Highlights & Insights

  • Courage to challenge the mainstream paradigm: In an era where additive residual connections have become a "consensus", this work proves that concatenation shortcuts are equally, if not more, powerful.
  • Provides theoretical support for why concatenation outperforms addition based on matrix rank theory, backed by empirical validation from a 15k-network pilot study.
  • A clear step-by-step modernization roadmap, where each modification is validated by ablation, offering high reproducibility.
  • The final RDNet achieves near-SOTA performance on ImageNet-1K and exhibits excellent performance in multiple downstream tasks.

Limitations & Future Work

  • The memory overhead of concatenation connections remains higher than that of additive connections, which is mitigated by transition layers but not fundamentally solved.
  • The design of frequent transition layers increases model complexity and hyperparameters.
  • Not fully validated with large-scale pre-training (e.g., ImageNet-22K) and a wider range of downstream tasks.
  • Performance under resource-constrained scenarios like mobile devices remains uncertain.
  • vs ConvNeXt: Both are classic architectures subjected to "modernization." However, ConvNeXt modernizes ResNet (additive connection), whereas this work modernizes DenseNet (concatenation). RDNet achieves ~0.5-0.7pp higher accuracy under comparable FLOPs.
  • vs VoVNet: VoVNet also utilizes concatenation but simplifies it (one-shot aggregation), while this work retains full dense connections and manages them via transition layers.
  • vs Swin Transformer: A pure CNN architecture outperforms Swin, demonstrating that local attention is not the only effective way for information aggregation.

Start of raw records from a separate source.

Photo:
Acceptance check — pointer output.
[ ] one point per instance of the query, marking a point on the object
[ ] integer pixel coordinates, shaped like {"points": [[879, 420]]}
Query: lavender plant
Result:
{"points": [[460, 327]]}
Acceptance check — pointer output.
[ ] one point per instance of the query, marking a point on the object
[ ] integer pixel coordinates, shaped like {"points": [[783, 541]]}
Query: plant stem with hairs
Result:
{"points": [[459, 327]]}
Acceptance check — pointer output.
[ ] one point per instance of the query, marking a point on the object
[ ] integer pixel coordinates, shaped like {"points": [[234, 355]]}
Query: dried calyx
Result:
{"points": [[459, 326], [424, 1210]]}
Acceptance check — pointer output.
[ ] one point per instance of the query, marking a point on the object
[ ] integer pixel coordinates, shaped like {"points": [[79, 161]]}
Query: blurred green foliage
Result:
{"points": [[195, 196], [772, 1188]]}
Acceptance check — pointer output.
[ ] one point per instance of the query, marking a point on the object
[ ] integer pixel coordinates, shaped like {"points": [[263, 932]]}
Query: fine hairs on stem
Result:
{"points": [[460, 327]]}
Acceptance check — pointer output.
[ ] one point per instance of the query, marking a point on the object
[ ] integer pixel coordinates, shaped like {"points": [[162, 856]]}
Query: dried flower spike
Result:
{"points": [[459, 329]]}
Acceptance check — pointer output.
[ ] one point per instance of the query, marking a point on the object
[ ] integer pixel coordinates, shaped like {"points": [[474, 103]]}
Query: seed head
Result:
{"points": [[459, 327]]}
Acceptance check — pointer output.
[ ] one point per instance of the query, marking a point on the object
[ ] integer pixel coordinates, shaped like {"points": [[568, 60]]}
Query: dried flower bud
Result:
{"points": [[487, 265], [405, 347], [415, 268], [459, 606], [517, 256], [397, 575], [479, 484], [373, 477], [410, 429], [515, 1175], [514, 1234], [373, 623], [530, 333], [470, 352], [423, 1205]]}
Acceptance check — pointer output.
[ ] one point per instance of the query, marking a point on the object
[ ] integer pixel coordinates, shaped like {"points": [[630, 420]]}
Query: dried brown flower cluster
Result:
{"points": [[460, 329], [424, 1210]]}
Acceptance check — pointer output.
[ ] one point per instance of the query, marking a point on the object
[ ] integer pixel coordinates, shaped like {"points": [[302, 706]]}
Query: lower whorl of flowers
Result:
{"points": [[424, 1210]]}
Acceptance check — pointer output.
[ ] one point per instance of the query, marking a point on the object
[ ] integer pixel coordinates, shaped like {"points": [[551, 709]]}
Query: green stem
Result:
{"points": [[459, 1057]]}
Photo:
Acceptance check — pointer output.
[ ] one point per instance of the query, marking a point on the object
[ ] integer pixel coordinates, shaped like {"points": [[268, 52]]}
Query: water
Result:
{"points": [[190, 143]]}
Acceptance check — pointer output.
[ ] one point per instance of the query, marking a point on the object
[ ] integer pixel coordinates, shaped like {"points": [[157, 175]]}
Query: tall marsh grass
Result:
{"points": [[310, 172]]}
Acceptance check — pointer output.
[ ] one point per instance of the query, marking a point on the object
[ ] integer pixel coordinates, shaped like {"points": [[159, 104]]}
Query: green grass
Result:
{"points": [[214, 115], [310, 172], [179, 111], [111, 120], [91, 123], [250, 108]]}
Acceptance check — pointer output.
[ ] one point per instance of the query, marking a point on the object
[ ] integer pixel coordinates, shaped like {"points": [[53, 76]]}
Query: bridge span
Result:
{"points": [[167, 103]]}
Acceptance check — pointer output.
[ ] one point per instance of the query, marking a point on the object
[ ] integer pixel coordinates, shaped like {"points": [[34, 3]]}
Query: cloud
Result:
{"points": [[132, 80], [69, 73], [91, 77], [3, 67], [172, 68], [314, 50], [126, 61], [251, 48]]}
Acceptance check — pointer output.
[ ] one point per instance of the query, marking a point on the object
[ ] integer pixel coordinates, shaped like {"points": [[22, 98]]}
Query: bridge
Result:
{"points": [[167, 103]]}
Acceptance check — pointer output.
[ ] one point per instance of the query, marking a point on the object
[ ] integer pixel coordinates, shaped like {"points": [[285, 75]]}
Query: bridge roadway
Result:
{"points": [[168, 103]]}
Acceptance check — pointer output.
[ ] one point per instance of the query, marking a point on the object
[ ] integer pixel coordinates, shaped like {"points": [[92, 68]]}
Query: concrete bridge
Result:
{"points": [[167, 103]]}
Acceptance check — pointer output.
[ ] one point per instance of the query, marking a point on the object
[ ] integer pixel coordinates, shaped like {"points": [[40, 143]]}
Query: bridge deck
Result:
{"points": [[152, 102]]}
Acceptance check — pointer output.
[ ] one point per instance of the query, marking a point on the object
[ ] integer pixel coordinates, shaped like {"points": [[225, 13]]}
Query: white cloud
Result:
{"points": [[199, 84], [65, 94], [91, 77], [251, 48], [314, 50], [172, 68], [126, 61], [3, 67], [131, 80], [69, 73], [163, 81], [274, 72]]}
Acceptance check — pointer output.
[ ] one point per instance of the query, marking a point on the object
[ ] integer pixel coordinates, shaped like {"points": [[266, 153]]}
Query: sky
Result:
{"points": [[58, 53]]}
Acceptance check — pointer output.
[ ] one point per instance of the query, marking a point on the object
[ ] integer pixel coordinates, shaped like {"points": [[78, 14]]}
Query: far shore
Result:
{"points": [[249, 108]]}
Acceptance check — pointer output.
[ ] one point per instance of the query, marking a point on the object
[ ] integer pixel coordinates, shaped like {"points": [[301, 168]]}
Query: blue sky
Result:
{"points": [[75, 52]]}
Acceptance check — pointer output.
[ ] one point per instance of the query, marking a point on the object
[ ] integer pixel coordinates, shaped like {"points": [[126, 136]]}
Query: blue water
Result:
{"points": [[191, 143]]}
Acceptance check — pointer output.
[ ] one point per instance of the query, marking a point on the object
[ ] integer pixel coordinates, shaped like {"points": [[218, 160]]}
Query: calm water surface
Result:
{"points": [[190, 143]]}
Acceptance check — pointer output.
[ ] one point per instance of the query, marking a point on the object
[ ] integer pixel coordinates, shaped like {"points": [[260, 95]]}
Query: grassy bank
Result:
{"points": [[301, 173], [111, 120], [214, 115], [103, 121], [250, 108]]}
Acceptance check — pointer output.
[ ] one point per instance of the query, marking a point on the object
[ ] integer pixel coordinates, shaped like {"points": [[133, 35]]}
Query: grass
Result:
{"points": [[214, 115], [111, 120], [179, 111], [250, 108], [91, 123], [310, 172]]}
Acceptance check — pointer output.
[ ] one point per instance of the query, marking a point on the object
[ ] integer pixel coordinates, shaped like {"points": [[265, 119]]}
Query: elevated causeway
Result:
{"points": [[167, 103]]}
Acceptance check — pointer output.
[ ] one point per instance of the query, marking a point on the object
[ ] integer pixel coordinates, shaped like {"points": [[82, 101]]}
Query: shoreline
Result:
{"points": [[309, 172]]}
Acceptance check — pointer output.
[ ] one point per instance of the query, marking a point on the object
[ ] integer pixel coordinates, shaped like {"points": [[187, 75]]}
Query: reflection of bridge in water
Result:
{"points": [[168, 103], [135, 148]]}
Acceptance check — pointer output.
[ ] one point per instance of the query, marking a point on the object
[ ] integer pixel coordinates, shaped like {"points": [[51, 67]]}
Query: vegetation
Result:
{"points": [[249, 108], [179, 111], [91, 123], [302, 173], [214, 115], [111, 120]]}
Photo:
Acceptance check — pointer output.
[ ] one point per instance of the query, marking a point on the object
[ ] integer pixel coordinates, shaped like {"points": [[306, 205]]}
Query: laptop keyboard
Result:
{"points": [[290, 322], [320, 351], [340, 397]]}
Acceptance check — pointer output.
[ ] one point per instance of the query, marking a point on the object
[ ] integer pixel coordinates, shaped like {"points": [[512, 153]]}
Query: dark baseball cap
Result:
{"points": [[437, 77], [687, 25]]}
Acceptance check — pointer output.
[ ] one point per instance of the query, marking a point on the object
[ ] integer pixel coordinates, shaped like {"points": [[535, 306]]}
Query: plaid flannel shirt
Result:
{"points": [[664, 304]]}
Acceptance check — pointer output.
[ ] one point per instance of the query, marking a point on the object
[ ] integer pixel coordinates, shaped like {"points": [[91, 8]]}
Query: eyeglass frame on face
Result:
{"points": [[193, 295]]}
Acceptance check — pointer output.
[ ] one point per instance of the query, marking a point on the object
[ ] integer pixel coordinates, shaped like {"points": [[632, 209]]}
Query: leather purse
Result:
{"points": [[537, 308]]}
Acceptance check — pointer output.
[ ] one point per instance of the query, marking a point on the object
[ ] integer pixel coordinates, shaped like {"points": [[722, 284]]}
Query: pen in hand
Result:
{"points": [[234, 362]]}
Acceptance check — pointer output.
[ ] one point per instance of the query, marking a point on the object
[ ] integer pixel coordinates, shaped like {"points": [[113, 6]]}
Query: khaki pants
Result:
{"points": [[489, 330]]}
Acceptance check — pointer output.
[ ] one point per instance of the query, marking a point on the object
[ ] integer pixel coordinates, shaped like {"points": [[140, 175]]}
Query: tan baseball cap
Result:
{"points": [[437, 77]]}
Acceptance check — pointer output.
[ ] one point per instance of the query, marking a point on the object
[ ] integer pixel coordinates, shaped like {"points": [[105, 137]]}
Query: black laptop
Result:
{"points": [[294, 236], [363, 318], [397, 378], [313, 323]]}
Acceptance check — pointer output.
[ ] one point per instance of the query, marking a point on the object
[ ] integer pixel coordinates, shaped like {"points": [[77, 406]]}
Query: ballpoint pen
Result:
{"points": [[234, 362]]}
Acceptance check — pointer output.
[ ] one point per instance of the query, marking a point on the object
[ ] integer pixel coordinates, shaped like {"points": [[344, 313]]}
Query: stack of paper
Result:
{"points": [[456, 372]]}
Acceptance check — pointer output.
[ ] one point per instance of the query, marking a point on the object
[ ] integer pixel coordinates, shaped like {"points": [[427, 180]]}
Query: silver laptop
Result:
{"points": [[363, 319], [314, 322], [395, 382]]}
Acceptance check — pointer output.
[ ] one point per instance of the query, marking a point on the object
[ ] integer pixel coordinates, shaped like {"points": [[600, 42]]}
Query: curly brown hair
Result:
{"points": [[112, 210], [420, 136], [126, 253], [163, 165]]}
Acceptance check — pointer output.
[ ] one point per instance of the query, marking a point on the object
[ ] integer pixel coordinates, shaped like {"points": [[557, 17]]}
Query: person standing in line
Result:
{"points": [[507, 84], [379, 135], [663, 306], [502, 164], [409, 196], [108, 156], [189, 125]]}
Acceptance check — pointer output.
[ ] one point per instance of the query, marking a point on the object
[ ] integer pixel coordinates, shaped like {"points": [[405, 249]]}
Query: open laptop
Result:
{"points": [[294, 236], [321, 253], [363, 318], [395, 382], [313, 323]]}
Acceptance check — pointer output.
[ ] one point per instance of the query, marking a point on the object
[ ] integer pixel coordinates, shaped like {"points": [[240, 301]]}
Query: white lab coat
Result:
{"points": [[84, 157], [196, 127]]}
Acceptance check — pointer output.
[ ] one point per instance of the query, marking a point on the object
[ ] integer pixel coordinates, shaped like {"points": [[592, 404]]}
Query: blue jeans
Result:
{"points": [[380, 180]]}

Inspirations & Connections

  • Feature concatenation as a means of rank expansion: This theoretical perspective is highly inspiring and can be extended to other scenarios requiring feature diversity preservation.
  • DenseNet-style dense connections may offer more significant advantages in downstream tasks requiring multi-scale information, such as semantic segmentation.
  • The design concept of frequent transition layers can be borrowed by other architectures that need to control feature dimensions.

Rating

  • Novelty: ⭐⭐⭐⭐⭐ Challenges the mainstream perception that "additive connection is optimal", backed by both theory and experiments.
  • Experimental Thoroughness: ⭐⭐⭐⭐ Covers classification/segmentation/detection, but lacks large-scale pre-training experiments.
  • Writing Quality: ⭐⭐⭐⭐ Clear narrative on the progressive modernization, and the pilot study is convincing.
  • Value: ⭐⭐⭐⭐ Provides an overlooked architectural paradigm, offering valuable inspiration for network design.